Real Capital Analytics reports that over $2 trillion in commercial properties bought or refinanced in the past five years are upside down on their loans — having fallen below the finance or purchase price.

It appears owners have lost their entire down payments on $1.3 trillion worth of property. In the first six months of this year, commercial properties in default, foreclosure or bankruptcy doubled. That pace may accelerate because commercial usually lags residential by a year.

The same conditions that caused the residential bubble — including easy credit created by the Fed, lax lending standards and a boom in the underwriting of commercial mortgage-backed securities on Wall Street — also drove the overvaluation of commercial real estate.

According to Deutsche Bank, 65% or more of existing commercial real estate loans will fail to qualify for refinancing due to falling prices and higher capitalization rates, which are interrelated.

From 2004-07, cap rates were on average no higher than 6% and lenders typically provided 75%-80% financing. At a 6% cap rate, a property that generated $1 million of net income was valued at $16.6 million and would likely have $13.3 million of debt financing.

In this economy, that same property, now subject to cap rates heading toward 9%, is worth 40% less.

Today, with lenders providing 60%-65% financing, the property owner must come up with millions in new equity to refinance and hold on to the property.

During the past year, lenders hoping for stabilization were quietly extending performing loans on previous terms. But facts and accounting rules that tie appraisal values to cap rates are stubborn things, and conditions are likely to deteriorate.

With five-year terms quite common in commercial real estate, the U.S. is at the beginning of a refinance cycle that increases each year through 2012.

Already high vacancy rates will continue upward with more bankruptcies and higher unemployment. The only meaningful lease activity in commercial real estate will stay in the sublease market at rents 50% to 85% of existing scheduled lease rates.

These lower sublease rates will become the effective and real market rates and put further downward pressure on commercial real estate property values.

The economic impact of the impending commercial real estate meltdown is staggering, with massive defaults and losses in the hundreds of billions of dollars for lenders and property owners.

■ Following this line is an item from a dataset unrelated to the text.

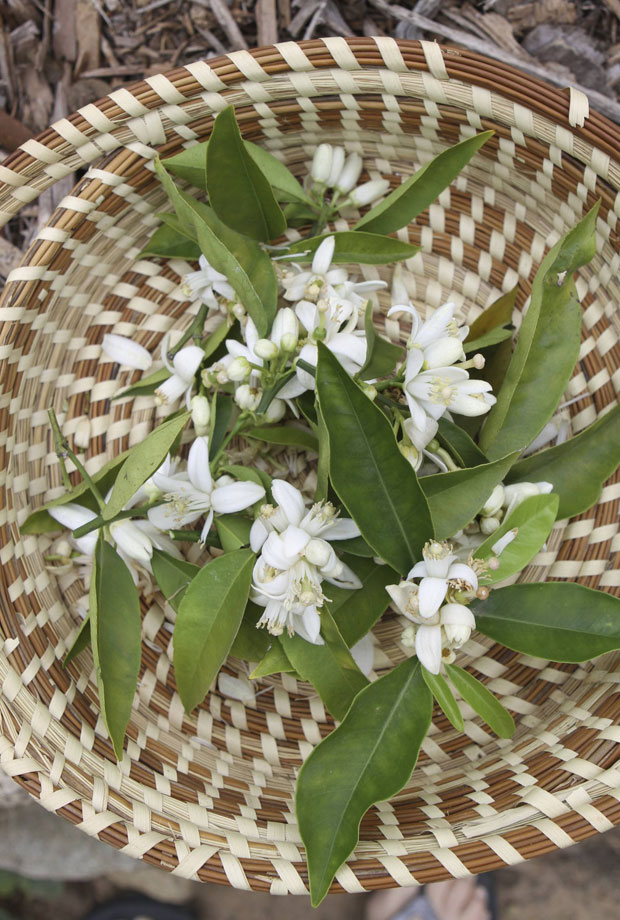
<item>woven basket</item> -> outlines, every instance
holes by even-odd
[[[88,167],[0,302],[2,767],[45,808],[177,875],[305,894],[294,778],[332,726],[311,688],[274,678],[248,706],[212,692],[188,717],[175,692],[167,613],[157,596],[146,597],[143,671],[117,765],[90,653],[61,667],[83,587],[76,572],[46,568],[47,537],[19,529],[62,491],[48,405],[65,413],[69,435],[85,414],[91,419],[92,470],[154,424],[152,400],[110,402],[136,375],[101,361],[100,343],[116,332],[155,351],[168,329],[187,322],[179,280],[189,266],[137,258],[165,206],[151,160],[208,136],[230,103],[244,135],[298,174],[328,141],[358,150],[370,177],[387,174],[394,185],[448,144],[493,128],[491,142],[411,228],[423,247],[408,263],[414,302],[452,299],[469,319],[516,283],[522,306],[546,248],[601,197],[598,253],[578,280],[584,332],[567,391],[577,397],[573,433],[613,404],[620,387],[620,129],[589,113],[582,94],[465,51],[332,38],[149,77],[57,122],[0,166],[4,221]],[[592,511],[556,525],[523,579],[620,591],[619,499],[620,484],[609,482]],[[376,628],[378,671],[403,658],[399,636],[395,618]],[[436,713],[411,782],[366,816],[334,890],[466,876],[620,823],[620,656],[550,664],[478,635],[466,652],[515,715],[514,738],[498,740],[471,711],[458,735]],[[229,661],[231,673],[241,667]]]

According to Crosswind Capital, $1.4 trillion of commercial real estate mortgage loans are coming due within the next five years, with nearly $800 billion needing refinancing over the next three years.

With constraints on traditional lending and no help from Wall Street's shuttered commercial mortgage-backed securities departments, there simply will not be enough capital capacity and valuation flexibility for banks and commercial real estate borrowers to refinance their way out of this problem.

The sidelined real estate investment capital of private equity, hedge funds and REITs — estimated at $75 billion to $100 billion — provide only enough capital to absorb $250 billion worth of property. Ultimately, prices will have to fall to levels necessary to draw in other sources of capital to clear the markets. While bankruptcies and foreclosures are painful, the stage is being set for new buyers with cash.

The great American story of easy money, boom, bust and redistribution — which marks a cycle of new wealth creation out of the destruction of old wealth — would not be complete without government involvement.

The FDIC will seize dozens more banks and assume an enlarged role as the new RTC auction agent. And with the U.S. tax code treating relief of debt as receipt of income, many former wealthy stakeholders will lose most of their net worth in foreclosure and property forfeiture. They will also owe enormous sums in taxes resulting from recapture of previously taken depreciation and 1031 tax-deferred exchanges.

So it will not just be the boom and bust of the recession that takes its toll. The IRS will have the last say in taking its cut, in some cases all the way to the grave and beyond.

Powell is the founder of AlphaQuest, a hedge fund consulting firm and visiting fellow at the Hoover Institution.

Lowry is an owner of numerous Southern California retail properties and a former elected official in San Diego County.